For therapeutic carryingFGFR2 gene fusion

FDA


These drugs are primarily categorized into two groups: multi-kinase FGFR inhibitors and selective FGFR inhibitors. Erdafitinib and Futibatinib, for instance, are classified as pan-FGFR inhibitors, whereas Pemigatinib and Infigratinib fall under the FGFR1/2/3 inhibitors. They function by interacting with the ATP-binding site in the tyrosine kinase domain of FGFR, thereby obstructing aberrant signal transduction and fulfilling the goal of treating tumors. The objective response rate for patients with solid tumors who receive an approved FGFR inhibitor is roughly 20-40%, while the complete response rate for patients with FGFR1 rearrangement myeloma or lymphoma treated with Pemigatinib is 77%.


Outreach studies on marketed drugs


· Indication expansion: marketed FGFR inhibitors such as Pemigatinib and Erdafitinib are exploring for the treatment of more types of tumors. For example, Pemigatinib was used in addition to cholangiocarcinoma to study its efficacy in other solid tumors with FGFR2 variation.

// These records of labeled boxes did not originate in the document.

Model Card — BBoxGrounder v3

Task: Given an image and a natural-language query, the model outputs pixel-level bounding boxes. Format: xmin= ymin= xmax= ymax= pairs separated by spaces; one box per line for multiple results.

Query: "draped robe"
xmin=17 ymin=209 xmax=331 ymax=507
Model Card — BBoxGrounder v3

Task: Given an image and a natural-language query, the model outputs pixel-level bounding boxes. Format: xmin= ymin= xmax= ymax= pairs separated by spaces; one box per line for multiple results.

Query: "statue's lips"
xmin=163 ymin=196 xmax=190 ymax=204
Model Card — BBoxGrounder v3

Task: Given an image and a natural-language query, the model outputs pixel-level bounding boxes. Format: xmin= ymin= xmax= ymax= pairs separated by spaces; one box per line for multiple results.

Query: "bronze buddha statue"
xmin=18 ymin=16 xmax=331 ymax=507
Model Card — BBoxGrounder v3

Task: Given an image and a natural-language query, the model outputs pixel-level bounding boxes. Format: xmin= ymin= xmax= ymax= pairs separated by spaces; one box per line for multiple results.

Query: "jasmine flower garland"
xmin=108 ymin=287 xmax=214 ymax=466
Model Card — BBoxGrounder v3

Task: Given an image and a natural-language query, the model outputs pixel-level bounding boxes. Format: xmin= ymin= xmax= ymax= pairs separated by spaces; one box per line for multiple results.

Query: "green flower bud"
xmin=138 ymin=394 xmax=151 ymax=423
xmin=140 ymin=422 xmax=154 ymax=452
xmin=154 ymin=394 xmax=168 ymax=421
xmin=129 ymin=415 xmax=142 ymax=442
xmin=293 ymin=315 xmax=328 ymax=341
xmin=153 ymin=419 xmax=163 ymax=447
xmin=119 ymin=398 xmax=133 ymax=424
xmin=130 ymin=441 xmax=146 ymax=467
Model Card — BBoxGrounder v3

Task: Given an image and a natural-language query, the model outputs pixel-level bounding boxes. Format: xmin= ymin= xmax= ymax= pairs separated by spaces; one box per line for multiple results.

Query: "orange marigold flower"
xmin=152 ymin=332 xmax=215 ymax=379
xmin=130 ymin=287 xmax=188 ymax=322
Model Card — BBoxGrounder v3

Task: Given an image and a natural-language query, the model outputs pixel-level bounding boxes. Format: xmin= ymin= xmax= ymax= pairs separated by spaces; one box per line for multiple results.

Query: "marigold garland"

· Coadministration studies: The use of FGFR inhibitors in combination with other anticancer agents to improve therapeutic efficacy. Such as the treatment of urothelial carcinoma with the combination of Erdafitinib and immune checkpoint inhibitor.


However, the application of FGFR inhibitors also faces a number of challenges. Among them, hyperphosphatemia is one of the common side effects, which will also limit the clinical benefits of these drugs due to resistance mutations in the FGFR gene, activation of bypass signaling pathways, changes in the TP53 gene, and subtype transformation related to epithelial-mesenchymal transformation.


Prospective data indicate that the activity of selective FGFR2 or FGFR3 inhibitors is not affected by tumor suppressor gene mutations and that these agents are unlikely to induce hyperphosphatemia; These more selective drugs are expected to form the third generation of FGFR inhibitors for cancer patients with FGFR2 /3 changes [4].


To overcome the limitations of existing FGFR inhibitors, researchers are actively developing new drugs:


New small molecule inhibitor: Tinengotinib of TransThera published the latest research results on advanced pansolid tumors carrying FGFR1-3 mutation on the American Association for Cancer Research (AACR) in 2024. It has shown efficacy on a variety of cancers. The global multi-center registered Phase 3 clinical trial for cholangiocarcinoma was conducted in China, United States, Korea, Europe and other places.


Antibody-coupled drug: BG-C137 for Injection of Baekje Shenzhou is an FGFR2b ADC drug, which was approved for clinical use in China in December 2024. Prior to that, a Phase 1a/b clinical study has been started in the United States, and it is intended to be developed for patients with advanced solid tumors.


Other drugs under development, such as next-generation inhibitors such as Lirafugratinib and LOXO-435, and the FGFR2-specific antibody Bemarituzumab, are expected to reduce the risk of side effects and overcome the resistance mutations.


In conclusion, the mutation of FGFR gene is closely related to the occurrence and development of tumor. Although some achievements have been made against the mutant drugs, they still face many challenges. It is believed that with the deepening of research, more and more effective drugs will appear, bringing better treatment effect and quality of life for patients.


References:


1. NCCN Guidelines for Diagnosis and Treatment of Non-small Cell Lung Cancer 2025 v1

2. Signal Transduct Target Ther. 2020 Sep 2:5(1):181.

3. Clin Cancer Res. 2016 Jan 1; 22(1):259-67.

4. Nat Rev Clin Oncol. 2024 Apr; 21(4):312-329.